The English language (let alone our society in general) doesn’t possess satisfying words for “mother” in our situation. Caroline, as the woman who gave birth to Saskia, is her mother. Biology tells us so. I stood by her bedside while she pushed Saskia out into the world. Giving birth is one critical way we define mothers, it being the one thing only a mother can do. Giving birth marks a starting point to childrearing. To say giving birth describes motherhood is an incomplete description. Caroline isn’t raising Saskia. She isn’t acting, day-to-day, as Saskia’s mother. In terms of all those things mothers do—hold you when you’re upset, kiss you countless times a day, smile at you for no apparent reason, feed you, wipe your nose and bottom, take you to the pediatrician—I am it. Saskia is too small to begin to appreciate the complexity of how motherhood’s been shared between two women. The language surrounding adoption offers some words to qualify mother, such as birth mother, or first mother, or adoptive mother, attempting to articulate the many ways to describe mother. These qualifiers also sound like apologies, though, as if there’s something murky or not quite certain about the mother herself. Each situation is different, and each definition is dependent upon the mothers and the child.
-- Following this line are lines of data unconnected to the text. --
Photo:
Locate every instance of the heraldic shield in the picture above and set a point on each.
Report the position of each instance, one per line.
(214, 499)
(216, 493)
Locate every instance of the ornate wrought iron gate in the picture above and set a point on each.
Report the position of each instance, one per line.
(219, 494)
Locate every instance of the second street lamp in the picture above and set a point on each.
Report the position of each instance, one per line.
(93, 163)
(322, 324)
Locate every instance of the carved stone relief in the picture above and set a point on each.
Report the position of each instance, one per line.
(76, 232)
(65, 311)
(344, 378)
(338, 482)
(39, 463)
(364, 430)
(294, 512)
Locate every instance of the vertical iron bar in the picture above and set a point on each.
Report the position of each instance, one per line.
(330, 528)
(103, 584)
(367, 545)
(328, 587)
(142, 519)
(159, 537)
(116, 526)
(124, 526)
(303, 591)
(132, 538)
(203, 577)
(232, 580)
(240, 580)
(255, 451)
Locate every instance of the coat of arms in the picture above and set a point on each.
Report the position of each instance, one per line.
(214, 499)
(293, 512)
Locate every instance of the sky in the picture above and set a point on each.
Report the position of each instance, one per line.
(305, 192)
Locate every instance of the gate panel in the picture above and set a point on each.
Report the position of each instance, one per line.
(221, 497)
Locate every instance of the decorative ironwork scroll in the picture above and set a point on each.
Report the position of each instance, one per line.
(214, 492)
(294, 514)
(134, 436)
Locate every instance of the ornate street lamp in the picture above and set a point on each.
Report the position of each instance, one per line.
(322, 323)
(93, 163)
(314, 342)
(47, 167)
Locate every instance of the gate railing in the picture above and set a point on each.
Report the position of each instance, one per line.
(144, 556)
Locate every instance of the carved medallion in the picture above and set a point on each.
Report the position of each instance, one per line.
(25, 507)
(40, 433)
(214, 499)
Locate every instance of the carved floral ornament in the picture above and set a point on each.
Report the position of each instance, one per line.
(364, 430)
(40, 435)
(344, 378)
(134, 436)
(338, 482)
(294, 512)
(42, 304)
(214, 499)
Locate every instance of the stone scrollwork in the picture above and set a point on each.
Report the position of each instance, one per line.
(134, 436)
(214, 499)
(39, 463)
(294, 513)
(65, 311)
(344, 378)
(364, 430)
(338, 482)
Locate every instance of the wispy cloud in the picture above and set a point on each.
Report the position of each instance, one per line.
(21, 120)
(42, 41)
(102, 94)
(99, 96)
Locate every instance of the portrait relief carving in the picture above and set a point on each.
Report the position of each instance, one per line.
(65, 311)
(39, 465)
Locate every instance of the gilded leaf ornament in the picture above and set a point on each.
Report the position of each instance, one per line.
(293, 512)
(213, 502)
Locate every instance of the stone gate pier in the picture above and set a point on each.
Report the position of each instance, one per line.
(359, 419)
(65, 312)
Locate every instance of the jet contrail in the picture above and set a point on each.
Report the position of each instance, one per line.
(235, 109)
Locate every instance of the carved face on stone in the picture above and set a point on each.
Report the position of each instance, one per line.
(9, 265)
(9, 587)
Qualifiers may be helpful to Saskia as she navigates her identity as an adopted child—and if that’s the case, I’ll be very glad for them—and yet it’s also possible that she’ll choose her own words to name her reality. After Saskia was born, my second child, then nine, said to Caroline, “I can see you on the floor, playing a game, eating chocolate with us and you’ll be like the fun aunt.” This appealed to Caroline at the time, the idea that she’d have a role to play and would occupy a special spot in Saskia’s family. We haven’t reached games and chocolate, yet. Right now, and certainly as Mother’s Day approaches, I’m aware that Caroline revisits her decision about Saskia’s adoption—struggles with having ceded that plain, unqualified mother—far more often than I do. After an extended and heart-stopping legal odyssey, once the finalization of Saskia’s adoption occurred, relief slowly seeped into my body. If the relief had been dye, my color would have changed because it saturated me. I was exceedingly grateful to move past any need to question what we were already living or worry that it could be changed by the birth father’s protestations. By the time the adoption was made legal, Saskia, cherished baby of the family, had been our daughter for what seemed practically forever (from birth). Whether Caroline’s second-guessing her decision or reassuring herself that she did the right thing, whether she’s reminding herself that Saskia’s happy in order to feel more settled about the decision, I can’t say. Part of motherhood—her motherhood—is going to have to do with how she makes peace with her decision. I can’t make her make peace. I can’t force the “fun aunt” role upon her nor any other. What I hold as part of my peace is that in adoption, the sense of loss is greater for the mother ceding the baby and the baby having to grow into the complexity of having felt rejected by—to whatever degree, less, we hope with an open adoption, even barely at all—a mother than for the adoptive parents. As adoptive parents, we gained a daughter. We gained this murkiness, too, these losses and our job—my job as Saskia’s mother and Caroline’s chosen mother for her daughter—is to be willing to hold this, whatever this will be. Mine’s not to judge or force my will. At the same time, mine is to somehow remain as open as possible while respecting boundaries and while remaining certain—not apologetic—that as Saskia’s adoptive mother, I’m Saskia’s mother.
So, this week when making cards to send to my mother, stepmother, mother-in-law and two sisters, I also made a card for Caroline (and sent some chocolates, too). I didn’t say much—there’s so much and nothing to say—but I couldn’t let the day go without telling her how appreciative I am. On the second mother’s day as an adoptive mother, that’s where I am.